The presence of protozoa is not peculiar to British soil since they have been found by various workers in Germany, France, the United States, and elsewhere. In view of their probable importance in the soil economy there has been instituted a survey of the protozoan species of soil from all parts of the world.

This work is in charge of Mr. Sandon, to whom I am indebted for the following summary of his as yet unpublished research.

“The majority of soil protozoa (like the fresh-water forms) appear to be quite cosmopolitan, for the species found in such widely separated localities as England, Spitsbergen, Africa, West Indies, Gough Island (in the South Atlantic) and Nauru (in the Pacific) are, with few exceptions, identical. This distribution indicates an ability to withstand an extremely wide range of conditions, for the same species occurring in Arctic soils, which are frozen for the greater part of the year, are found also in soils exposed to the direct rays of the tropical sun. Even sand from the Egyptian desert contains protozoa, though it seems probable that in such cases they must be present only in the encysted condition for the greater part of the time.
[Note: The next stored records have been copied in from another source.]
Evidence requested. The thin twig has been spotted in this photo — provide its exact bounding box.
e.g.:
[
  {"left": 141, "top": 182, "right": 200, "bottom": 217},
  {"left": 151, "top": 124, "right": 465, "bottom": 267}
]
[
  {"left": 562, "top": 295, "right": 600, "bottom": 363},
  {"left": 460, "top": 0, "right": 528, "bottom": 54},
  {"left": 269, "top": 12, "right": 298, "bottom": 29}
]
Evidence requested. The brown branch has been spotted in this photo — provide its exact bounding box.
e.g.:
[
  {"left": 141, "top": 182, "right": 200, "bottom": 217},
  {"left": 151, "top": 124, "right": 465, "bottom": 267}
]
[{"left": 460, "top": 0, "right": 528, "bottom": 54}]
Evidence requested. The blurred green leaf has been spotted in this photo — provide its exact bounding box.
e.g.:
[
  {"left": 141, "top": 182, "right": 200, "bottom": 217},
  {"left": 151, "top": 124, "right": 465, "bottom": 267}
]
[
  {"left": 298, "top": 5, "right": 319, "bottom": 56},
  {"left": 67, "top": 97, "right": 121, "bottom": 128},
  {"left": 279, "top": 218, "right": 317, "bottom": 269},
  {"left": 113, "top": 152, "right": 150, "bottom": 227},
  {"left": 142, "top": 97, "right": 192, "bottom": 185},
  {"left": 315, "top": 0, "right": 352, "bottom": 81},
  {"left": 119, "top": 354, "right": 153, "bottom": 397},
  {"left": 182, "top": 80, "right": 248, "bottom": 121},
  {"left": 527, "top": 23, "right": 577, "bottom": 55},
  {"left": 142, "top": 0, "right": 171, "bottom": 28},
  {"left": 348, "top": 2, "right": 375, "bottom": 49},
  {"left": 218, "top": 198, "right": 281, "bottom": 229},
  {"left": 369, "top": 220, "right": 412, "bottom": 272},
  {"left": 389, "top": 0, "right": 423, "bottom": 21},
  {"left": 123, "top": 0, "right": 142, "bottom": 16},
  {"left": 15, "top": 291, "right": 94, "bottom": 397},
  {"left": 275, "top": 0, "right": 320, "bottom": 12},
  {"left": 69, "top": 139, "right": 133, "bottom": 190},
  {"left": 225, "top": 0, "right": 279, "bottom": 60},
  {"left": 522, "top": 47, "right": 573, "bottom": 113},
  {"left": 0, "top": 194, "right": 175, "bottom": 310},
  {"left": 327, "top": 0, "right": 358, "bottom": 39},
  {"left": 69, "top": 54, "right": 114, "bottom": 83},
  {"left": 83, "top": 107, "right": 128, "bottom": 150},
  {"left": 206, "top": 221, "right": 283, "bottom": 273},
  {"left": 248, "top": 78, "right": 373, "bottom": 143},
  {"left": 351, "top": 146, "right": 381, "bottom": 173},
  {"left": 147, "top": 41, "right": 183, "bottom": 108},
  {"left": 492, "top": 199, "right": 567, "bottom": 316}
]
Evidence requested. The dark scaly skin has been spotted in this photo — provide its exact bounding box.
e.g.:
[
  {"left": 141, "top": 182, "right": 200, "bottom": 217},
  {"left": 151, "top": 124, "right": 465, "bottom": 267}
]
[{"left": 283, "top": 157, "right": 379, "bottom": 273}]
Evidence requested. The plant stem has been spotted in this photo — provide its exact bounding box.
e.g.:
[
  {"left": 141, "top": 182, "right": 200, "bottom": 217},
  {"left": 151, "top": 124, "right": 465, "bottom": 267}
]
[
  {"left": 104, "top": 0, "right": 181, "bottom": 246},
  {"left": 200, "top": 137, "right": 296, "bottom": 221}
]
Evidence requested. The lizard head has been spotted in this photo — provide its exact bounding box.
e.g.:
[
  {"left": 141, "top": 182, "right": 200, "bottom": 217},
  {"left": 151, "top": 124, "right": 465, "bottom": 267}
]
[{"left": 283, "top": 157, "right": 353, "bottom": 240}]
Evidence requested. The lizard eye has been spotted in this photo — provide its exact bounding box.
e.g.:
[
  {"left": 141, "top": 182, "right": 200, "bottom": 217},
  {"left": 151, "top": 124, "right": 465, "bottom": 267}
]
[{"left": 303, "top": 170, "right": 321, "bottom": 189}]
“Not every sample of soil, however, contains all the species capable of living in soil, but the local conditions determining the presence or absence of any species are at present unknown. In general the numbers, both of species and of individuals present, follow the number of bacteria. They are consequently most numerous in rich moist soils. The statement sometimes made that protozoa are most numerous in peaty soils is based solely on the number of Rhizopod shells found in such localities; but as most of these shells are empty, their abundance is probably due simply to the slowness with which they disintegrate in these soils where bacterial activity is low, they do not indicate a great protozoal activity. Active protozoa do occur even in extremely acid soils, but their numbers in such cases are low. The common soil protozoa, in fact, appear to be as tolerant of differences in soil acidity as they are of differences in climate, for many of the same forms which occur in acid soils are found also in soils containing high percentages of chalk. It is possible that some of the less common species may be confined within closer limits of external conditions but the information available on this point is inadequate. All the species, however, which in Rothamsted soils occur in the highest numbers (e.g. Oicomonas termo, Heteromita spp., Cercomonas crassicauda, Nægleria gruberi, Colpoda cucullus, C. steinii) occur in practically every soil which is capable of supporting vegetation, though, of course, in very varying numbers.”

It is evident, therefore, that the protozoa must be regarded as constituting part of the normal micro-organic population of soils, and as such are probably playing an important rôle. Unfortunately our knowledge of the physiology of these organisms is extremely scant, and much of future research must be directed towards elucidating their functions and their responses to varying environmental conditions.